In the post-production process of filmmaking and video production sound editing, dialogue can be mapped to other speakers when story action and direction require it, such as when the person talking is off-screen.

In material without accompanying visuals (e.g. music), the center channel simply reproduces sound intended to come from immediately in front of the listener, which usually includes the lead vocals.

The center channel also anchors the sound field, eliminating phantom images such as those that plagued early matrixed quadraphonic sound if the speakers were not precisely placed. The center channel eliminates the need to create a phantom center with left and right stereo speakers. The center channel provides image stabling effects and is considered the most important channel for film production.

==History==

The need for a center speaker to locate screen-centered sounds has been recognized since the Bell Labs experiments in stereo sound from the 1930s, and multi-channel cinema sound systems, starting with the first commercial stereophonic film (Fantasia-1941) have always included one. Post-war stereo sound in theaters initially came from separate magnetic film reproducers synchronized to the picture, but in the 1950s systems using magnetic stripes on the film itself came into use. Cinemascope used four such tracks (left, center, right and surround), and the subsequent Todd-AO 70 mm system used six (left, left-center, center, right-center and right, plus a single surround channel). Unfortunately, these magnetic systems were not only very expensive but were also unreliable and so were little used, the industry preferring to stay with the tried, tested, and economical mono optical track.

Dolby Stereo was introduced by Dolby Laboratories in 1975. It divided the existing soundtrack area of a 35 mm film print into two, allowing a two-channel recording. Each of these two channels used Dolby A-type noise reduction (later replaced by Dolby SR type). In addition a matrix, similar in principle to those used for the existing matrix-type quadraphonic systems, allowed the audio for left, center and right speakers, plus a single surround channel to be carried by the two tracks. Thus Dolby Stereo provided a similar stereo performance to that previously only available in the cinema by the magnetic tracks on 4-track Cinemascope or 6-track Todd-AO 70 mm formats, but at far lower cost.

In early surround formats, vocals would often be spread over the three front channels. The 1977 release of Star Wars featured a six-track stereo mix developed by Dolby called "baby boom" that consolidated vocals to the center channel, while the left and right channels were used to increase the bass response. In recent years digital multi-channel sound systems, such as Dolby Digital and DTS, have become available which provide 6 or 8 discrete audio channels providing for not only the usual three screen speakers but also 2 or 4 groups of surround speakers and a sub-woofer.

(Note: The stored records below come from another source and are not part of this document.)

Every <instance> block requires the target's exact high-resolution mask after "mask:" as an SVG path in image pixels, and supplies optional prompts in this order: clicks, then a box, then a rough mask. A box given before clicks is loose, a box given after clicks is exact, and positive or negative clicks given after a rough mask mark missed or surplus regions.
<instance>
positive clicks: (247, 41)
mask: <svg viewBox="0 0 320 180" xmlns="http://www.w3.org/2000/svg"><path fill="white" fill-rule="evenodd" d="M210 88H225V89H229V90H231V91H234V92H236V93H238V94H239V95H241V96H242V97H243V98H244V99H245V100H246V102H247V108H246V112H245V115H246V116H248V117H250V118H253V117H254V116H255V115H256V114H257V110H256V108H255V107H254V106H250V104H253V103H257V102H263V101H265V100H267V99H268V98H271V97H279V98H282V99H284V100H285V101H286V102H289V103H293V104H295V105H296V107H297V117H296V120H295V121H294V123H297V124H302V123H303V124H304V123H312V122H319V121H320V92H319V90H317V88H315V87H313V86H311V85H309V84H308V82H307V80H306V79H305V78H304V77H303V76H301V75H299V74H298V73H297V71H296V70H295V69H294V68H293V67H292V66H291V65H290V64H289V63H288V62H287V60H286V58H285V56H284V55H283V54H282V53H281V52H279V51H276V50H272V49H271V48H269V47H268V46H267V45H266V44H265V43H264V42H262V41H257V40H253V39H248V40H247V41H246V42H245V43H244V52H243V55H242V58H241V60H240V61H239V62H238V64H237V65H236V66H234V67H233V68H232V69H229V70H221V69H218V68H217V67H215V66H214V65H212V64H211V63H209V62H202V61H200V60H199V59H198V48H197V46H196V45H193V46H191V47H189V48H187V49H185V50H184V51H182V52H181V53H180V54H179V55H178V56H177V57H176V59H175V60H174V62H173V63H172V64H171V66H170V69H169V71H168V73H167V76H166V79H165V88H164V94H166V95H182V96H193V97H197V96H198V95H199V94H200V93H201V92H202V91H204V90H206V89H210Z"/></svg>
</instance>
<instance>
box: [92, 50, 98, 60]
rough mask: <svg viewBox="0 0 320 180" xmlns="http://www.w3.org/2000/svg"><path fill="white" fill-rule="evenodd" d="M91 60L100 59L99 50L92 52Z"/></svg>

==Center focus or dialog enhancement==
Many AV receivers have a center focus or dialog enhancement option that provides options for dialogue reproduction, as well as the overall content mapped to the center and front channels. Common settings include modes that map dialogue strictly to the center channel (to the best ability of the decoder), modes that emphasize vocals for clear dialogue, and modes that mix the center and front channels, mapping some vocals to the front channels, and some non-vocal audio content to the center channel. It may also simply raise the volume level of the center channel. DTS:X processing may include dialog control, the ability to isolate and control dialog levels independent of other ambient noises.

==Rear/back center channel==

6.1 channel surround systems such as Dolby Pro Logic IIx, Dolby Digital EX and DTS-ES use a single rear surround channel in addition to the traditional left and right surround channels.